"The Guardian" é o primeiro jornal a recusar anúncio de empresas de combustíveis fósseis
03-02-2020

O jornal britânico "The Guardian" é o primeiro grande veículo de imprensa internacional a anunciar que não aceitará mais anúncios pagos por empresas de combustíveis fósseis.

O anúncio, feito na quarta-feira, torna a empresa a primeira grande organização noticiosa a tomar a decisão de se afastar dos investimentos das maiores fontes de emissão de gases-estufa.

Em 2019 o "Guardian" atualizou seu manual de redação e adotou o termo "emergência climática" para dar a real dimensão e a urgência de se enfrentar a mudança do clima.

O anúncio de rejeitar estes anúncios foi feito em nota conjunta pela diretora executiva interina Anna Bateson e pela diretora de finanças Hamish Nicklin.

As diretoras lembraram que o aquecimento global é "o desafio mais importante dos nossos tempos" e destacaram as notícias produzidas pelo jornal sobre como o lobby de empresas de energia prejudica os avanços globais nesta agenda.

Ambientalistas têm dito que as empresas de petróleo, carvão e gás gastam em propaganda para divulgar investimentos modestos em energias renováveis enquanto continuam a colocar grandes aportes de recursos na extração de fósseis.

Em janeiro, a ativista sueca Greta Thunberg criticou jornais que aceitam anúncios de empresas ligadas ao setor de combustíveis fósseis.

Ela disse que conhecia apenas o caso do jornal sueco "Dagens ETC", que se recusava a aceitar este tipo de publicidade desde setembro. "Qual será o primeiro grande jornal internacional a ter a liderança nisso?", questionou Greta.

A empresa que publica o "Guardian" e "The Independent" tem o compromisso institucional de neutralizar todas as suas emissões de carbono em 2030.

As diretoras reconhecem que o anúncio é um golpe para o modelo de negócios do "Guardian". Os jornais, de modo geral, vem enfrentando dificuldades nos últimos anos.

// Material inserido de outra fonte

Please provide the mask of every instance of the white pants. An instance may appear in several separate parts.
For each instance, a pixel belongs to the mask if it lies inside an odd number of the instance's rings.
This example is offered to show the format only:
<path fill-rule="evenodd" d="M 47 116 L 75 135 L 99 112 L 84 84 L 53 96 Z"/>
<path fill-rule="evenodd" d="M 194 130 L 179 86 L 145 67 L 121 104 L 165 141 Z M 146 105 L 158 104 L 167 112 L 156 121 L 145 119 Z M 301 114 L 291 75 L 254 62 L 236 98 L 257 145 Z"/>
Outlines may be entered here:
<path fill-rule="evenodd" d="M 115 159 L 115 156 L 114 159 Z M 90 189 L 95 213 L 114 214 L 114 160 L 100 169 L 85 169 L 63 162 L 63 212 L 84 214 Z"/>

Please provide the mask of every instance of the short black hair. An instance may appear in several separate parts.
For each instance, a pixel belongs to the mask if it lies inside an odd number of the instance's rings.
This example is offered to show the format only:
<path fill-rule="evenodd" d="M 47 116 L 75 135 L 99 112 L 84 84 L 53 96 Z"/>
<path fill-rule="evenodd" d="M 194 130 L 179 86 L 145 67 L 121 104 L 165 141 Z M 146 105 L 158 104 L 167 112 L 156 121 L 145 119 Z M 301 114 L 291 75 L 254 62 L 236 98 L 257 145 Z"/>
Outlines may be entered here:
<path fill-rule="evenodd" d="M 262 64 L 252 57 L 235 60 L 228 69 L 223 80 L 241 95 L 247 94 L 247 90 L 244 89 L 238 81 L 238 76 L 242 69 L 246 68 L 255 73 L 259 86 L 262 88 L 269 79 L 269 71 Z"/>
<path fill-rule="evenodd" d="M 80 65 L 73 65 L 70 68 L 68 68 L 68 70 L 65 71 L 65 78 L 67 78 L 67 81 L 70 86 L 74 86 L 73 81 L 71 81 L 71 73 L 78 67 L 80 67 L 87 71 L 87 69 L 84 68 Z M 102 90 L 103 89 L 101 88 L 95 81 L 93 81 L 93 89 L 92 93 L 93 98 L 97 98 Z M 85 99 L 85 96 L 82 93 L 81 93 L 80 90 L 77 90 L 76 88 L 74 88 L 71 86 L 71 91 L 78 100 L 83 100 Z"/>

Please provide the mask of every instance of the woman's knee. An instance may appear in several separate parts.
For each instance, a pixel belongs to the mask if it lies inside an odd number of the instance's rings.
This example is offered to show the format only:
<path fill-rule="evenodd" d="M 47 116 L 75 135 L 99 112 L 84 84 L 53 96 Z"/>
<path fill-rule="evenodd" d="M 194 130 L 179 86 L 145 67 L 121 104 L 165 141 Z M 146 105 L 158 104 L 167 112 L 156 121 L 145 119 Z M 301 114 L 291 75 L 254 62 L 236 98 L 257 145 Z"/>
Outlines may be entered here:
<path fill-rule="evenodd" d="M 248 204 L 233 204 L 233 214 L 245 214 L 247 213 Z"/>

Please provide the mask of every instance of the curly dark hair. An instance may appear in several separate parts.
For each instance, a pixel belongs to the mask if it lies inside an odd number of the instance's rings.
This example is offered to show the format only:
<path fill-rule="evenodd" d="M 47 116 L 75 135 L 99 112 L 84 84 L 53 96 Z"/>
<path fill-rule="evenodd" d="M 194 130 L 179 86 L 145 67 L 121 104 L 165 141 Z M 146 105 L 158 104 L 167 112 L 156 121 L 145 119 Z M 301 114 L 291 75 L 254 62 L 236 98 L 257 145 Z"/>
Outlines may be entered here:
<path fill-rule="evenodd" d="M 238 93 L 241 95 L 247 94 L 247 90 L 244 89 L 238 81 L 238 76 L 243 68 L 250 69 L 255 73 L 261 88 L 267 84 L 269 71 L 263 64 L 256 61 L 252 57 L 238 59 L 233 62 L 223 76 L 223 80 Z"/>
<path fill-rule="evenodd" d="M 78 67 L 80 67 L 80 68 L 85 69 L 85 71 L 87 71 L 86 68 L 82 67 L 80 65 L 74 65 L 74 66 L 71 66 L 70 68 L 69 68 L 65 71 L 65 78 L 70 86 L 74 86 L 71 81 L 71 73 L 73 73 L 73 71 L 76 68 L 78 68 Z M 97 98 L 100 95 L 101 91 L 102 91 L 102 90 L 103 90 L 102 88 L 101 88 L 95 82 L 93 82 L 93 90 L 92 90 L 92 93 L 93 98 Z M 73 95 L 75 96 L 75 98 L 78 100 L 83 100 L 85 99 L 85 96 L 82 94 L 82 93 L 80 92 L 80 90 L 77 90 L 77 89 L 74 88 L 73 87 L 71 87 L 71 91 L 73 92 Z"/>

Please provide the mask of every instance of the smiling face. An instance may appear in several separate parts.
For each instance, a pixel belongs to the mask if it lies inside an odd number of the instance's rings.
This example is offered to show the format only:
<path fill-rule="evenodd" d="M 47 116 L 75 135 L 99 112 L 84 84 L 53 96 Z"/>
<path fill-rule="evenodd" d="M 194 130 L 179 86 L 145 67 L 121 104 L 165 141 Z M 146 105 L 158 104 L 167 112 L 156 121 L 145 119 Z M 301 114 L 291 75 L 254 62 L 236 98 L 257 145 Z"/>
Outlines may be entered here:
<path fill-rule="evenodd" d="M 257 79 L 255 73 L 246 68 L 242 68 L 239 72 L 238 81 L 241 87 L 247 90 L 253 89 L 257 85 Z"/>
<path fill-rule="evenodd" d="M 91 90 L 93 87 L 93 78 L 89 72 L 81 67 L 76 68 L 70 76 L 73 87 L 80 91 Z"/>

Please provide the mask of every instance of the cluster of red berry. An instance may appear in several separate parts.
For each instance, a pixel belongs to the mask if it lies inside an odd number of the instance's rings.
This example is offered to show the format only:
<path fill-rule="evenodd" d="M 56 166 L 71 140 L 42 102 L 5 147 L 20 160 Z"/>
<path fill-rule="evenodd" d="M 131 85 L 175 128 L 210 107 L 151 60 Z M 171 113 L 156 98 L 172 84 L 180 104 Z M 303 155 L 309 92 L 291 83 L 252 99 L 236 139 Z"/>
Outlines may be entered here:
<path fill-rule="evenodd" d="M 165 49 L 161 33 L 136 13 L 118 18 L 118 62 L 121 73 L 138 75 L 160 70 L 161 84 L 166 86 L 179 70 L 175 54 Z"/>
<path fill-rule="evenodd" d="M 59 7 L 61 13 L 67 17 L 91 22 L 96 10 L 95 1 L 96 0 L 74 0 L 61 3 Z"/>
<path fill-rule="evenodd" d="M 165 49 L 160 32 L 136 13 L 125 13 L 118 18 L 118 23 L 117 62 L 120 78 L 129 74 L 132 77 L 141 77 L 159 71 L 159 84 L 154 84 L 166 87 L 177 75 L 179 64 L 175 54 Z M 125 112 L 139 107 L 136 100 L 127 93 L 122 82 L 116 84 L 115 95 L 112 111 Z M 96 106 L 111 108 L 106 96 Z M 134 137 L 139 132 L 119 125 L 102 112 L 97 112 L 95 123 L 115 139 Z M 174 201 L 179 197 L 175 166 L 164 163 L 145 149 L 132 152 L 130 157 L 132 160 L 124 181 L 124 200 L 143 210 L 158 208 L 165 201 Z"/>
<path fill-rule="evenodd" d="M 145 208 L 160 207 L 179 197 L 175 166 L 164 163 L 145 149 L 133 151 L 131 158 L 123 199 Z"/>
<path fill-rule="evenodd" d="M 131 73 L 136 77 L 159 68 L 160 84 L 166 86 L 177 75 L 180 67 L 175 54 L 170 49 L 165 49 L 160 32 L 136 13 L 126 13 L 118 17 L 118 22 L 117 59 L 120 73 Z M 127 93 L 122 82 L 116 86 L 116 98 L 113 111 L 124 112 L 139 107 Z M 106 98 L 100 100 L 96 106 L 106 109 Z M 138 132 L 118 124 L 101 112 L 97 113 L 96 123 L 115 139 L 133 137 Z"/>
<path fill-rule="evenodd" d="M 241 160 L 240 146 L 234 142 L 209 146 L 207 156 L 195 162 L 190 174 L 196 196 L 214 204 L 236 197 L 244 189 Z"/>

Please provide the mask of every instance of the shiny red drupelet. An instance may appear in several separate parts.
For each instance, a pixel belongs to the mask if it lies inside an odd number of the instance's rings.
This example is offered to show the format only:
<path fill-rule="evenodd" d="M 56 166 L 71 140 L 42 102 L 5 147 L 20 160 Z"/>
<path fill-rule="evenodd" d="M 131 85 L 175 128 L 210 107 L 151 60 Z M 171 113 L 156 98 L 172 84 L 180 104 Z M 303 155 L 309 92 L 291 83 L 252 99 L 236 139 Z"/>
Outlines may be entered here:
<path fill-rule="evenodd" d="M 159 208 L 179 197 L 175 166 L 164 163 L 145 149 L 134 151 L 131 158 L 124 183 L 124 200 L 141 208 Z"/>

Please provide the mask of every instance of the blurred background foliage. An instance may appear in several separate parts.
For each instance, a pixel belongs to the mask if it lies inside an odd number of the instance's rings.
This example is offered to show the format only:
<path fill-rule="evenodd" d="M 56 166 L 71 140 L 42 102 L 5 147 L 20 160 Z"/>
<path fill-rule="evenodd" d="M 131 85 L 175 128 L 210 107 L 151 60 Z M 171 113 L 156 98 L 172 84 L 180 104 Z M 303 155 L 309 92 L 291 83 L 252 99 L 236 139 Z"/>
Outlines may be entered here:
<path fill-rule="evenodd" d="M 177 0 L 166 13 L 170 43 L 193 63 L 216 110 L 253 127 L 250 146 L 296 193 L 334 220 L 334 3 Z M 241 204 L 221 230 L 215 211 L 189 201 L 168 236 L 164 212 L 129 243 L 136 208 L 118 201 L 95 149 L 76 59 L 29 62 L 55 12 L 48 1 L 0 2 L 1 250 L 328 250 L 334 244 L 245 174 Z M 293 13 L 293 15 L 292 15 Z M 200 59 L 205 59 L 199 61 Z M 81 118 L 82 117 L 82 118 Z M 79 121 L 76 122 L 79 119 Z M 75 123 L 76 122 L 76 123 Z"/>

Elas reconheceram que a decisão "pode tornar nossas vidas um pouco mais difíceis no curto prazo". Disseram, ainda, que alguns leitores gostariam que a decisão englobasse também os anúncios de carros e férias, mas que "a interrupção destes anúncios seria um duro golpe financeiro e pode nos forçar a fazer cortes significativos no jornalismo".

As diretoras esperam que os leitores continuem a apoiar o jornalismo do "Guardian" e que a decisão abra caminho para novas empresas anunciarem no jornal. Lembraram que a publicidade continuará a ser fonte importante de financiamento dos jornais.

"O futuro da publicidade está em criar confiança com os consumidores e demonstrar compromisso real de valores e propósitos", diz a nota.

A iniciativa ecoa em um movimento crescente de desinvestimento em combustíveis fósseis e que vem atraindo fundos de pensão e de investimentos, universidades e grupos religiosos na Europa e nos Estados Unidos.

A tendência de desinvestimento em combustíveis fósseis também foi um dos pilares de discussão da edição deste ano do Fórum Econômico Mundial, há poucos dias, em Davos, na Suíça.